SEATTLE -- Kyle Lewis was all smiles ahead of Friday’s series opener against the Blue Jays, and he had good reason.

The reigning American League Rookie of the Year took pregame batting practice on the field with his teammates for the first time since suffering a right meniscus tear on May 31 that he underwent surgery for two weeks later.

Lewis took three rounds of BP and hit booming homers deep to left field in each of his final two sessions, showing further signs that he could be nearing a return before the end of the regular season, as the Mariners have ambitiously hoped all along but have stopped short of assuring.

However, Lewis did not participate in fielding drills and did not run, which will be far more significant steps before beginning a rehab assignment. Lewis has continued to work out, perform plyometric exercises and report to T-Mobile Park just about every day, particularly when the Mariners are on the road.

But given the severity of the injury and the sensitivity of his history with the knee, the club will make sure that he’s more than 100% recovered before sending him back out. As such, it has been tempered about putting a timeline on the center fielder’s return, and Lewis preferred not to discuss his recovery Friday.

If/when Lewis does return in 2021, the Mariners will almost certainly ease him back by building in days for him to DH, and there’s a chance he could move to corner-outfield spots on others. Jarred Kelenic has been the club’s primary center fielder since returning from Triple-A Tacoma out of the All-Star break, and Taylor Trammell, who’s now at Tacoma, played there when Lewis began the season on the IL with a bone bruise in the same knee. Jake Fraley has also played center in 15 games this season.

But there’s no denying that Seattle could sorely benefit from having a healthy Lewis before season’s end, especially as it sits 4 1/2 games back of the second AL Wild Card spot entering play Friday. Lewis hit .246/.333/.392 with five homers and a 108 wRC+ (league average is 100) over 36 games before hitting the IL, and he was the club’s top run producer in the shortened 2020 season. The lefty-heavy Mariners could also use his presence in the right side of the box.

Blue Jays fly south without big crowd

During an annual series in which it has become difficult to gauge which team is the home club given Seattle’s proximity to Canada, the Mariners should have the crowd more in their favor this weekend. Through the years, many Canadian fans from the Vancouver area and close by have flocked just a few hours south and made just about every game a near sellout.

But due to border restrictions related to the pandemic, there weren’t nearly as many Canadians at T-Mobile Park on Friday.

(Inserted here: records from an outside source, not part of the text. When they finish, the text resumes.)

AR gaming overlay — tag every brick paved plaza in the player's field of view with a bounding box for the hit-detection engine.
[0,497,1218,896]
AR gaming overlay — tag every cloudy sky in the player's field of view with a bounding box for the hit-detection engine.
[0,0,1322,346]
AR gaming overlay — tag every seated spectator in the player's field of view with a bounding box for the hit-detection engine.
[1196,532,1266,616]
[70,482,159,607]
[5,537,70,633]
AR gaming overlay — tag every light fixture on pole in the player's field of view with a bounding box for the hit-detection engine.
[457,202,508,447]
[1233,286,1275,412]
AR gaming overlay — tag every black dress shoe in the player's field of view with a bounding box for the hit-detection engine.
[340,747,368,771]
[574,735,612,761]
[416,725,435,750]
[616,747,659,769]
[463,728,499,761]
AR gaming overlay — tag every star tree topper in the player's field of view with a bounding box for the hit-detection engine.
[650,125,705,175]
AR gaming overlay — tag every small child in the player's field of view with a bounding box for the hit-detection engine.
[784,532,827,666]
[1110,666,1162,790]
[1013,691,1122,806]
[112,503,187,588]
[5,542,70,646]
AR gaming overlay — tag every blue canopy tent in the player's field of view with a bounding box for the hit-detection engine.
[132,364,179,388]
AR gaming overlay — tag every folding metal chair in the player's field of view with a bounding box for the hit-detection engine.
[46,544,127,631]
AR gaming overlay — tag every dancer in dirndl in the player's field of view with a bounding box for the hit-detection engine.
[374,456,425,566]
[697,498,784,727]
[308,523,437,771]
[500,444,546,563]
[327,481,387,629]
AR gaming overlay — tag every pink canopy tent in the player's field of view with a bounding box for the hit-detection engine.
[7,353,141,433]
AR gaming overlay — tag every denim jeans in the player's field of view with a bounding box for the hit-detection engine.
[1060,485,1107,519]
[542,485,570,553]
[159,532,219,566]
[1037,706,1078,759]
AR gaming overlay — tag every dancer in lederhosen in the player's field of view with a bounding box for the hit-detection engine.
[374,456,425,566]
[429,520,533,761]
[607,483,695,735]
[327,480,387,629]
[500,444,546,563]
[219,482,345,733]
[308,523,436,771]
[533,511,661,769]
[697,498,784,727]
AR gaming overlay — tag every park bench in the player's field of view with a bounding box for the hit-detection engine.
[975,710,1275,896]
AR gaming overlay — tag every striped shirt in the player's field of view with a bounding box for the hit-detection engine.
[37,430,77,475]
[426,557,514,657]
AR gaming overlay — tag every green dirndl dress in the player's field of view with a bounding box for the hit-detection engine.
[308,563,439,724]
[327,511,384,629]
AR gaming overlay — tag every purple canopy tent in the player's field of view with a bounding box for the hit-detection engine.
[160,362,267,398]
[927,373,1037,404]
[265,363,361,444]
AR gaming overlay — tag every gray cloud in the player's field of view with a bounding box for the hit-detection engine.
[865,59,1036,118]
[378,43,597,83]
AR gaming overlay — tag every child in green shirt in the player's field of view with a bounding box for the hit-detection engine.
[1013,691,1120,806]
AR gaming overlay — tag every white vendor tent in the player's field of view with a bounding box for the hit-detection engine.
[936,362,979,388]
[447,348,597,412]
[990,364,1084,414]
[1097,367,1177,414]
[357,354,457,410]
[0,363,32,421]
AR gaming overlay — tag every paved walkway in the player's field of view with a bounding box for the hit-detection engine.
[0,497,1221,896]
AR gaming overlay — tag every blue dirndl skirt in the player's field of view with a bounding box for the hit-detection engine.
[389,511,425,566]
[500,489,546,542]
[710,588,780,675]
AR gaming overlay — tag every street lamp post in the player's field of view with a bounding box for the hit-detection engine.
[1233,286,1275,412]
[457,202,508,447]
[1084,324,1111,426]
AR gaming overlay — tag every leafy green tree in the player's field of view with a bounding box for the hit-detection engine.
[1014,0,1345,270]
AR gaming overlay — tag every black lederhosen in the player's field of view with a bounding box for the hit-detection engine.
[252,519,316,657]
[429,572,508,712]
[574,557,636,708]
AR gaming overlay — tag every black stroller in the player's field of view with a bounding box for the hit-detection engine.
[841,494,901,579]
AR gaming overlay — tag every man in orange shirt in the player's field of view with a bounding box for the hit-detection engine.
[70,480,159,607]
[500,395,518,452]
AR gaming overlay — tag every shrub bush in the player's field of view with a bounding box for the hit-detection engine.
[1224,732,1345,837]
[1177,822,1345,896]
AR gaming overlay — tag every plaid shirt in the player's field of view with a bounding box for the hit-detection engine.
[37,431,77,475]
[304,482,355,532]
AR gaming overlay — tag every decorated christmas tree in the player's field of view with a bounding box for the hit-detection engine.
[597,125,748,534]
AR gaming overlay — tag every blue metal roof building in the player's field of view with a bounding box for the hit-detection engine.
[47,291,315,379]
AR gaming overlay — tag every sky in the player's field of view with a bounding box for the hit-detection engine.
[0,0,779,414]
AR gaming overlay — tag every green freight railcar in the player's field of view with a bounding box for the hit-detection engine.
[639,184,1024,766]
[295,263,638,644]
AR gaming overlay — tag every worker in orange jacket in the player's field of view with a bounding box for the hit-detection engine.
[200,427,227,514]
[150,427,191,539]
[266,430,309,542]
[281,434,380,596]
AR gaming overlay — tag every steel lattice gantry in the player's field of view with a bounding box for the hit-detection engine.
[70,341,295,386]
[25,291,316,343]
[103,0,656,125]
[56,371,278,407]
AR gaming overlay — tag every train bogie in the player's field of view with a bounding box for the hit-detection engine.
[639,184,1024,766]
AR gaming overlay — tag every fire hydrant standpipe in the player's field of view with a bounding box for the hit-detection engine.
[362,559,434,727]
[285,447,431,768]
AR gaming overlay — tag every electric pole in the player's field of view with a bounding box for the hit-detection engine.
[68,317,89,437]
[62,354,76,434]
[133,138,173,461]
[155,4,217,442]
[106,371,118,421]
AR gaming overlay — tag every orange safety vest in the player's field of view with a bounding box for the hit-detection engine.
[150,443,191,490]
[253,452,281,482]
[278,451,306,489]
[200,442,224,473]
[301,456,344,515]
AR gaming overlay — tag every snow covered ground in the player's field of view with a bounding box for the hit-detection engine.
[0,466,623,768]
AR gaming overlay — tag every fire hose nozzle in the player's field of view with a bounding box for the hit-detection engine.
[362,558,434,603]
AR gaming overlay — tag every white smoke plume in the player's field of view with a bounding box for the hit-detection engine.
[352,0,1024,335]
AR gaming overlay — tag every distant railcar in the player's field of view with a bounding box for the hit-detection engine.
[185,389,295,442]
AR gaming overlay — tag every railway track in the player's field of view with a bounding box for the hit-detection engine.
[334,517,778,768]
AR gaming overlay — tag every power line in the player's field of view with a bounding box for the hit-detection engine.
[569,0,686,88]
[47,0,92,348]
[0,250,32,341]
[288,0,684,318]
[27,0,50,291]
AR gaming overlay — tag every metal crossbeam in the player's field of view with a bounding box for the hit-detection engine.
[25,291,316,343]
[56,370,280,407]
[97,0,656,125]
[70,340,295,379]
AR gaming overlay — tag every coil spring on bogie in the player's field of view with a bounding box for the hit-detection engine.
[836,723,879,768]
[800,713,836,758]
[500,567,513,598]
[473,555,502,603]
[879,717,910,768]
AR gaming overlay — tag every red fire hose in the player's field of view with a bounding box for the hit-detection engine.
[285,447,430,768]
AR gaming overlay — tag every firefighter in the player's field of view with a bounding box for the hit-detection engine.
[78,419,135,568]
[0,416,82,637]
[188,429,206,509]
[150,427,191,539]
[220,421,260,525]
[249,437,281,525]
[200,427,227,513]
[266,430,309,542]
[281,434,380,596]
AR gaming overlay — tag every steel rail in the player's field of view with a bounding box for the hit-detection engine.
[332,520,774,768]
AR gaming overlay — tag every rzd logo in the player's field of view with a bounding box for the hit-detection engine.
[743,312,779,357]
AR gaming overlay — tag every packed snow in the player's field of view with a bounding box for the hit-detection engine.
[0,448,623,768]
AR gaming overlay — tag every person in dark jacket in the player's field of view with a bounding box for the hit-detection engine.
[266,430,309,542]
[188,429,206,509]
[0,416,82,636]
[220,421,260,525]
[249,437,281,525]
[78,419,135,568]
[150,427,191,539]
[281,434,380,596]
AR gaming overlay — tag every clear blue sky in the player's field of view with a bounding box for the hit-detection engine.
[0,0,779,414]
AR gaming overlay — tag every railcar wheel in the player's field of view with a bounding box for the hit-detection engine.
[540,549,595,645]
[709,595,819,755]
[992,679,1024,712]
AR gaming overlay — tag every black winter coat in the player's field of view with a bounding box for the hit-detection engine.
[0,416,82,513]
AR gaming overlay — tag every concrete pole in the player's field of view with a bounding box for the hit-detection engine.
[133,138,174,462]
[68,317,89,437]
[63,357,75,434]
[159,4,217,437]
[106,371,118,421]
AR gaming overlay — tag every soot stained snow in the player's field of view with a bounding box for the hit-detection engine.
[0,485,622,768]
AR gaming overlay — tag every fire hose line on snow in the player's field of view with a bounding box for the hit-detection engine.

The last time the Blue Jays were here, in 2019, those games accounted for the two most attended (other than Seattle’s home opener and the second game of the season, both against Boston).

“It'll be different, there's no question about it,” Mariners manager Scott Servais said. “Any time we play the Blue Jays, you're expecting -- at least every time I've played against them when I've been here as a manager -- a full house in a very loud, raucous crowd, which brings a lot of electricity in the ballpark. ... When they start singing the national anthem, you have a pretty good idea what you're in store for.”